Banks made solid gains as the 10-year Treasury yield rose. The yield influences interest rates on mortgages and other consumer loans, so when it rises it allows lenders to charge higher rates. Bank of America gained 2.7%.
“The story now is higher bond yields and what areas of the (stock) market benefit,” said Willie Delwiche, investment strategist at All Star Charts.
The S&P 500 fell 12.37 points to 4,443.11, the Nasdaq dropped 77.73 points to 14,969.97 and the Dow gained 71.37 points to 34,869.37. The Russell 2000 picked up 32.93 points to 2,281, a sign that investors are still confident about future economic growth.
Markets have had a choppy month so far and the S&P 500 is on pace to shed 1.8% in September, which would mark the first monthly loss since January. Investors have been trying to gauge just how much room the economy has to grow amid waves of COVID-19 crimping consumer spending and job growth while inflation remains a concern.

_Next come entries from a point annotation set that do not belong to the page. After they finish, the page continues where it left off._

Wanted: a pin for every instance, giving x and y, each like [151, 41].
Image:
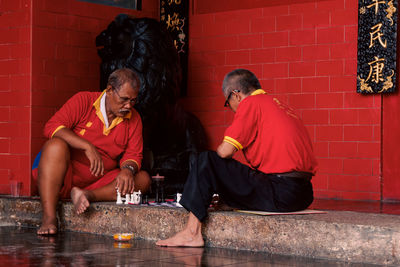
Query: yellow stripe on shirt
[233, 142]
[56, 130]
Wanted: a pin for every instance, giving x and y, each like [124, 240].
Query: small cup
[15, 188]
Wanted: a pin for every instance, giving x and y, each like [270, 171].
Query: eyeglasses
[125, 100]
[229, 96]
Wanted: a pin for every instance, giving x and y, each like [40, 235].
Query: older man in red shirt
[275, 144]
[95, 146]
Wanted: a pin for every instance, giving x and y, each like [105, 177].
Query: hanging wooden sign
[175, 15]
[377, 45]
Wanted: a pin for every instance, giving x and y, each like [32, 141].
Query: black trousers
[241, 187]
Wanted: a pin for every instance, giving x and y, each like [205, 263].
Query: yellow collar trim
[115, 121]
[258, 92]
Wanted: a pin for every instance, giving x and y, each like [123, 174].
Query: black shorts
[241, 187]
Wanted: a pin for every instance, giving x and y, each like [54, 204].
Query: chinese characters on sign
[377, 43]
[175, 15]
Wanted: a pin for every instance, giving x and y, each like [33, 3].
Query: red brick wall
[47, 53]
[305, 54]
[15, 96]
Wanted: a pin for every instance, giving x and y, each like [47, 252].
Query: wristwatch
[131, 168]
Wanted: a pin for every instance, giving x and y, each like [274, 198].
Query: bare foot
[48, 227]
[184, 238]
[79, 199]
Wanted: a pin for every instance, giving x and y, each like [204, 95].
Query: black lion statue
[172, 136]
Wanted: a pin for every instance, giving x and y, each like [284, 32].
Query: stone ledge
[339, 235]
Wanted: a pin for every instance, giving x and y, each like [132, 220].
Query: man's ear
[108, 89]
[238, 96]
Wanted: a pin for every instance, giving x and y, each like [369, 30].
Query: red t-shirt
[122, 139]
[273, 138]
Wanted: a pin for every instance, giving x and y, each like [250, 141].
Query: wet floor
[22, 247]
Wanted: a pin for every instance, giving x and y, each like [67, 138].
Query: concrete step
[339, 235]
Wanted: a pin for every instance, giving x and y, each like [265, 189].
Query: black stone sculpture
[172, 136]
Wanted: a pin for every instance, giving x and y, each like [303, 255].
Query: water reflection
[22, 247]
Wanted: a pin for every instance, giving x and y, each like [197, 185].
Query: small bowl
[123, 237]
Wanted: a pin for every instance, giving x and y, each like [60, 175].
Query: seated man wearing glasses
[95, 146]
[275, 144]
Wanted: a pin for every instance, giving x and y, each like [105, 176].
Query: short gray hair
[121, 76]
[240, 79]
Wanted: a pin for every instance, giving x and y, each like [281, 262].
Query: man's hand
[125, 182]
[226, 150]
[96, 162]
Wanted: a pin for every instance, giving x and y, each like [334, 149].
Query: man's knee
[56, 146]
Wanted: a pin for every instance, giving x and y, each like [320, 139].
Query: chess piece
[159, 181]
[127, 199]
[178, 198]
[119, 199]
[132, 198]
[139, 197]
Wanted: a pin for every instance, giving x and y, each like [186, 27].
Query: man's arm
[226, 150]
[125, 178]
[72, 139]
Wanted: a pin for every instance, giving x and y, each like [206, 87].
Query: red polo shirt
[273, 138]
[121, 141]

The economic recovery started strong in 2021, but analysts and economists have been tempering their forecasts for the rest of the year. In a survey being released Monday, the National Association for Business Economics found that its panel now expects full-year economic growth of 5.6%, down from a forecast for 6.7% growth in NABE’s previous survey in May. However, economists raised their forecast for 2022 economic growth to 3.5% from a previous outlook of 2.8%.
Consumer spending has been the key driver for the economic recovery and it has been crimped in part by rising cases of COVID-19 because of the highly contagious delta variant. Investors will get a glimpse into how that could continue to play out on Tuesday when The Conference Board releases its consumer confidence index for September.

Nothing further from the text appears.